Henri II mourut en 1198, après un règne de trente-quatre ans, et Richard I lui succéda. Hugues l'exhorta, comme son prédécesseur, à réprimer ses passions, et à ne point opprimer ses sujets. Il défendit aussi avec une généreuse liberté les immunités de l'Eglise. Il tint la même conduite sous le Roi Jean, qui monta sur le trône en 1199. Ce dernier prince l'envoya, en qualité d'ambassadeur, à la cour de Philippe-Auguste, Roi de France, pour conclure la paix entre les deux couronnes ; et la réputation de sainteté dont jouissait l'évêque de Lincoln, ne contribua pas peu au succès de la négociation. Hugues, avant de quitter la France, voulut visiter la grande Chartreuse. Ayant logé durant la route dans une Chartreuse appelée Arneria, quelques moines lui demandèrent des nouvelles. Etonné de cette question , il leur répondit qu'un évêque , obligé par état de vivre dans le monde, pouvait quelquefois savoir des nouvelles et en parler, mais que cela était défendu à des religieux qui étaient morts au monde , et qui devaient ignorer ce qui s'y passait.

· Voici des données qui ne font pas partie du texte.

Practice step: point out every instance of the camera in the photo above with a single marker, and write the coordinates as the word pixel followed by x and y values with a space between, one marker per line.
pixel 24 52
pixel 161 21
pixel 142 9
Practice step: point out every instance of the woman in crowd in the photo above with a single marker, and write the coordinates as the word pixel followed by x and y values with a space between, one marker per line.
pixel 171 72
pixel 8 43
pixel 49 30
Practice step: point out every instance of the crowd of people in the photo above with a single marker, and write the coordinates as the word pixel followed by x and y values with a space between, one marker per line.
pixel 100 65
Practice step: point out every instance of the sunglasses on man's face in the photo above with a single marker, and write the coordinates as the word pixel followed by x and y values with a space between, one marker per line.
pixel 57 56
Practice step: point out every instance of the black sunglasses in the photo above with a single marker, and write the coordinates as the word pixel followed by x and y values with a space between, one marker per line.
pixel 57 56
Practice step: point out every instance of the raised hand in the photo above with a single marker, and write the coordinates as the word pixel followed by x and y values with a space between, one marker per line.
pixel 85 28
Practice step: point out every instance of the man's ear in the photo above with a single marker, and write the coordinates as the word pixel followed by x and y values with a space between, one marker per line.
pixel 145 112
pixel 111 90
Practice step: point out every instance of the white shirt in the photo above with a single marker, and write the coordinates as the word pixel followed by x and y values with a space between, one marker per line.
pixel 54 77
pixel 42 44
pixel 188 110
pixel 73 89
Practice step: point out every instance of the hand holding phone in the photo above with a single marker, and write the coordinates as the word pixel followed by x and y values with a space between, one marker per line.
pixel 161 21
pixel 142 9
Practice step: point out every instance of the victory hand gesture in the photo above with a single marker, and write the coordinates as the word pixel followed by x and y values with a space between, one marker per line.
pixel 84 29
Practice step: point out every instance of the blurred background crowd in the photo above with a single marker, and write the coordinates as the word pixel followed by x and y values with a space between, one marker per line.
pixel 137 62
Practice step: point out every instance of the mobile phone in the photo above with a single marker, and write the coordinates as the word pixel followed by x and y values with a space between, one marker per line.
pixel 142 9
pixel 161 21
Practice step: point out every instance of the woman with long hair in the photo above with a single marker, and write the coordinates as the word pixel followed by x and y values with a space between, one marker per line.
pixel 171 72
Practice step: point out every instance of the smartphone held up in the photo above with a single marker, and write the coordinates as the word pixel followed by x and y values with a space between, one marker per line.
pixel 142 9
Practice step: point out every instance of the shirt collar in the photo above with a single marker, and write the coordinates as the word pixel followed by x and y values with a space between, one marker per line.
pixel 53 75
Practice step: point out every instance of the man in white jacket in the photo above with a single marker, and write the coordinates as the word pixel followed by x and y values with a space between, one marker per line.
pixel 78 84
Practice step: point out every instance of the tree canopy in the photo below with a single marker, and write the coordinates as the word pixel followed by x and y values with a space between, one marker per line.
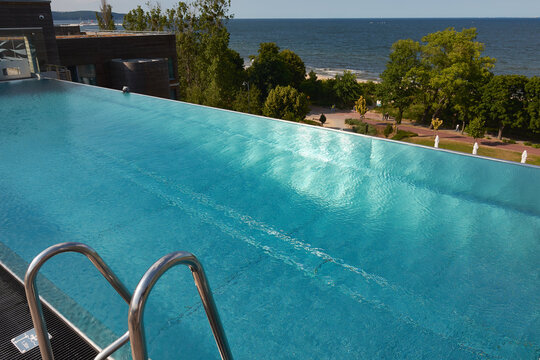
pixel 398 86
pixel 285 102
pixel 272 67
pixel 210 73
pixel 104 17
pixel 503 102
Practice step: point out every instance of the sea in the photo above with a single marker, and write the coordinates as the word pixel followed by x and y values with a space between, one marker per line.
pixel 330 46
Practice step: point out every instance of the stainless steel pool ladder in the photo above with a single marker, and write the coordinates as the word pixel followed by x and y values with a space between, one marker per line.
pixel 135 334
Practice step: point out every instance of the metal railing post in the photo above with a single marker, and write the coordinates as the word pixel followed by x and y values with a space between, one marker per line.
pixel 32 295
pixel 138 301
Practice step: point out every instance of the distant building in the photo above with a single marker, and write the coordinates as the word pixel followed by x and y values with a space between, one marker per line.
pixel 31 44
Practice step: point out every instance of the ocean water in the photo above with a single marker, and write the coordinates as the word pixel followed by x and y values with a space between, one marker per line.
pixel 318 244
pixel 330 46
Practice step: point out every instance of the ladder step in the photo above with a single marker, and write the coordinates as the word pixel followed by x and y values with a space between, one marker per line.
pixel 15 320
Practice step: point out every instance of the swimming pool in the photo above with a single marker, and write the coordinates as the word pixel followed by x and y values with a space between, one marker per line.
pixel 317 244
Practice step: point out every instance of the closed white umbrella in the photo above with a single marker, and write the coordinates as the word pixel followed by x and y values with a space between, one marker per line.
pixel 524 157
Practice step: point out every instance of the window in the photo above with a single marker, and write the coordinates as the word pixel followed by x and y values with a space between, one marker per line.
pixel 86 74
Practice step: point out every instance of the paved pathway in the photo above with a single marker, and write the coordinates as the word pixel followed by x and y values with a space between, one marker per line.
pixel 336 120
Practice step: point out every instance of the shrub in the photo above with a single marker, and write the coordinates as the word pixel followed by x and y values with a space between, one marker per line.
pixel 285 102
pixel 388 130
pixel 403 134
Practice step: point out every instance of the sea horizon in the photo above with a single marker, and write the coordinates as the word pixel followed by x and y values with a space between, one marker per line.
pixel 329 46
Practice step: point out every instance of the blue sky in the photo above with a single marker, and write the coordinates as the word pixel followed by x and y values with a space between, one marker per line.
pixel 343 8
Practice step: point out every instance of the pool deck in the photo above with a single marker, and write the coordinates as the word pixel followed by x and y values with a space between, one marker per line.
pixel 15 320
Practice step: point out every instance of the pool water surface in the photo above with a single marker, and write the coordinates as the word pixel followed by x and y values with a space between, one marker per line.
pixel 317 244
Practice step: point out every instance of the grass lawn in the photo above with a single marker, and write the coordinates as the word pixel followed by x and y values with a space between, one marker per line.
pixel 482 150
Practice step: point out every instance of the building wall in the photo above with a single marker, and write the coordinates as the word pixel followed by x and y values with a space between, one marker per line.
pixel 101 49
pixel 150 77
pixel 27 15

II arriva à Londres lorsqu'on était sur le point de faire à Lincoln l'ouverture d'un concile. Il se proposait d'y assister, mais il en fut empêché par une fièvre qui le saisit, et qui, suivant l'auteur de sa vie, était la suite de son excessive abstinence. Il prédit sa mort, et s'y prépara par les exercices de la plus fervente piété. On lui administra le saint Viatique et l'Extrême-onction le jour de saint Matthieu, mais il vécut encore jusqu'au dix-sept du mois de Novembre suivant. Ce jour il fit réciter l'office divin dans sa chambre par ses chapelains, auxquels s'étaient joints plusieurs moines et plusieurs prêtres. Voyant qu'ils pleuraient, il les consola, et les pria chacun en particulier de le recommander à la bonté divine. Enfin, il se fit étendre sur une croix de cendres bénites, qu'on avait formée sur le plancher de sa chambre ; et il expira en récitant le cantique, Nùnc dimittis, l'an 1200 de Jésus-Christ, le soixantième de son âge, et le quinzième de son épiscopat. On embauma son corps, et on le porta solennellement de Londres à Lincoln. Un grand nombre d'évêques, d'abbés et de personnes qualifiées, assistèrent à ses funérailles. Jean, Roi d’Angleterre, et Guillaume, Roi d'Ecosse, mirent le cercueil sur leurs épaules, lorsqu'on le portait à l'église. Le second de ces princes, qui avait aimé le Saint tendrement, fondait en larmes. Trois paralytiques et quelques autres malades furent guéris à son tombeau. Il fut canonisé par Honorius troisième et quatrième du nom. Il est nommé en ce jour dans le martyrologe romain.

SOURCE : Alban Butler : Vie des Pères, Martyrs et autres principaux Saints… – Traduction : Jean-François Godescard.